Raiva e o medo | Reino dos infernos
A agressão do reino dos infernos não parece agressão sua, mas permeia todo o espaço a seu redor. Há um sentimento de extremo abafamento e claustrofobia que aparenta vir de fora. Não há espaço para respirar ou agir e a vida se torna opressiva. Num primeiro momento é como se fosse impossível se mover. A agressão é tão intensa que, mesmo matando alguém para satisfazê-la, você teria somente um grau pequeno de satisfação. A agressão mantém-se intacta ao seu redor. Mesmo que você tentasse se matar perceberia que o matador permanece: portanto, você não teria como se matar completamente. Há um ambiente de agressão constante.
Agressão a si e aos outros
A agressão cresce até o ponto em que não há mais espaço: todo o ambiente se solidifica. Não há sequer brechas para olhar atrás ou mudarmos de ideia. Todo o espaço se preenche completamente de agressão. É espantoso. Não há oportunidade de criar um observador que testemunhe sua destruição, alguém que lhe faça um relatório. Mas, ao mesmo tempo, a agressão cresce. Quanto mais você destrói, mais você cria. Tudo o que se vê ao redor é quente, intenso e extremamente claustrofóbico. Quanto mais tentamos destruir nossos inimigos ou vencer nossos oponentes, mais geramos resistência e agressão para nós mesmos.

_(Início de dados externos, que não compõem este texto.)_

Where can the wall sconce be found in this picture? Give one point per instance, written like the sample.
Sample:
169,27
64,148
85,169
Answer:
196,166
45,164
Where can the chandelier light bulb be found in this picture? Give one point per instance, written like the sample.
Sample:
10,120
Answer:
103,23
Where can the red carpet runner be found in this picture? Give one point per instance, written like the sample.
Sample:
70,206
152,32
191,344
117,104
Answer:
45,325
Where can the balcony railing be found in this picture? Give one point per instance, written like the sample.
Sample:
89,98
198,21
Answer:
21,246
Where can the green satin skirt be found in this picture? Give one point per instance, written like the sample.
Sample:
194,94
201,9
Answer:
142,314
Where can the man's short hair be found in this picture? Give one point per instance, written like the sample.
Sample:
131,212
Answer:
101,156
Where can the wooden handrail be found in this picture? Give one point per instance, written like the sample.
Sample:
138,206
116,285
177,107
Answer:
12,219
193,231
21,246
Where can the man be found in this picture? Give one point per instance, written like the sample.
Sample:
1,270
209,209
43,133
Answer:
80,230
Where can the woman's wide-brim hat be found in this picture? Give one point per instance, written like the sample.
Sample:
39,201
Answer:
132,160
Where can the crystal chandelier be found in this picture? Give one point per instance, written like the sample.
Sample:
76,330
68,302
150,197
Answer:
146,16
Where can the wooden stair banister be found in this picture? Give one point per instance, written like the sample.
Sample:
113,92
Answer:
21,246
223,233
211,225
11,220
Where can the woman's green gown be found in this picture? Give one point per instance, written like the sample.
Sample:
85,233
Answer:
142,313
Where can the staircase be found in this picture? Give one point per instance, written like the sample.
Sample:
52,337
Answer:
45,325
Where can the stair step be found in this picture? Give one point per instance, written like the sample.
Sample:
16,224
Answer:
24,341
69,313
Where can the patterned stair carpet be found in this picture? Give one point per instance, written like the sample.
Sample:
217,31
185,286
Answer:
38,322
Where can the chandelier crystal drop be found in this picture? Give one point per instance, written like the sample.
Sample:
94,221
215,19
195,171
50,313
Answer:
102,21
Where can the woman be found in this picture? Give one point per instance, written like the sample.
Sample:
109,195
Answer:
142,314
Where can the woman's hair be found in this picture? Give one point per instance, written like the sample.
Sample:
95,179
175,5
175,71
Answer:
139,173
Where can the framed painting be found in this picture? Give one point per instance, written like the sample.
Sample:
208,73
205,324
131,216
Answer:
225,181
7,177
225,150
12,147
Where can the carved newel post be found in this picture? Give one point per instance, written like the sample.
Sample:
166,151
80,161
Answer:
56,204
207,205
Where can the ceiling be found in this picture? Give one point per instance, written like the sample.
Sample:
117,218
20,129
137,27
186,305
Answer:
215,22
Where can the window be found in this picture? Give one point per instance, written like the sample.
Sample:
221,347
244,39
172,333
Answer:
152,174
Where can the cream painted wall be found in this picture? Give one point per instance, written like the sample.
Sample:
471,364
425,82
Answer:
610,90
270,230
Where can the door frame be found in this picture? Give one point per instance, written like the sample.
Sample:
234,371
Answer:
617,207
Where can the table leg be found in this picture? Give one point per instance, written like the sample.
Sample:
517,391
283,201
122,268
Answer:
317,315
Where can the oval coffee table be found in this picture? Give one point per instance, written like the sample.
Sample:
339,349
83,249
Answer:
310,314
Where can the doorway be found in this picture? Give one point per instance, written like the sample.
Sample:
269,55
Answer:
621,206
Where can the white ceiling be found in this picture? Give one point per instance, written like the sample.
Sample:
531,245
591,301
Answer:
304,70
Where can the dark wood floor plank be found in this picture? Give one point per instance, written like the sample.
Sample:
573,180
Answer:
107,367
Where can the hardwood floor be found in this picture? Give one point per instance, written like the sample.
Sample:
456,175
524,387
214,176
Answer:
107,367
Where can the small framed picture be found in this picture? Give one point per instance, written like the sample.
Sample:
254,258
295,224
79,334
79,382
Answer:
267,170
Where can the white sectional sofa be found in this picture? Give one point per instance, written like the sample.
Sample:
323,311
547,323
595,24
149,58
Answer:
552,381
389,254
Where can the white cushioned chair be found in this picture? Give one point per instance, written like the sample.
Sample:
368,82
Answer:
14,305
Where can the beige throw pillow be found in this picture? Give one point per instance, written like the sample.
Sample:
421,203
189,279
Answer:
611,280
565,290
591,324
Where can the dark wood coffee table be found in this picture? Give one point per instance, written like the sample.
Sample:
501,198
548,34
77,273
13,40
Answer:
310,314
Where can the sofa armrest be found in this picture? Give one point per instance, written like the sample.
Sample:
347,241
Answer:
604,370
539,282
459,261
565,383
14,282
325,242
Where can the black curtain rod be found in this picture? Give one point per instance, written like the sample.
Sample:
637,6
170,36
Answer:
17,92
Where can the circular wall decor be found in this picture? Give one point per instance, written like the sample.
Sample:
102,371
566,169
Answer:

Não há nenhuma oportunidade de experimentar compaixão e abertura. Há, ao contrário, um esforço constante que pode ser bastante engenhoso, para nos fecharmos ainda mais na raiva. Por fim, não há mais nenhum espaço para a comunicação. Nesse momento, o único modo de se comunicar é buscando formas de se reconectar à própria ira. Há uma uma falsa sensação de termos vencido uma guerra contra alguém, mas no final, não obtivemos uma resposta de outra pessoa: eliminamos fisicamente o que nos causa a raiva, aquilo que dá sentido à nossa existência. E, com isso, restou apenas a própria agressão voltada para você mesmo, e ela acaba se tornando o que é possível ver. Há uma alternância entre desistência e luta, no sentido de seguir, apenas seguir.
O inferno quente
Surge uma experiência interna similar a “não há lugar onde se possa colocar o pé com segurança”. É como se estivessemos vestidos com uma roupa confeccionada por carvão aceso. Aqui, todas as ações equivocadas são motivadas pelo ódio ou medo. Tudo é visto naturalmente como ameaçador e merece ser destruído, no sentido de evitar, matar, extinguir, retirar da nossa frente o que quer que surja. Há uma imensa sensação de tristeza e de se estar preso num labirinto sem saída. Tudo é visto naturalmente como amedrontador e passível de ser um alvo de desespero, agonia, dor. Busca-se culpados e inocentes, vítimas e acusados. É como se fosse um filme de terror muito intenso.
O inferno frio
É como se estivessemos nus, expostos ao vento e neve. No inferno quente, a raiva é colocado de modo externo, como um vulcão em erupção. No inferno frio, ficamos imóveis, nos sentimos consumidos mas não externamos, comunicamos isso para os outros. Ficamos apenas ruminando o que houve de errado? O que eu não vi? Se alguém chega para nós e pergunta o que houve, ficamos monossilábicos. Queremos apenas um local para descansar, nos sentimos incapazes de enterrar, liberar a identidade – o cadáver que experimentou essa aflição, é como um pesadelo que não cessa. É como o gelo sobre a pele que com o passar do tempo, pode queimar.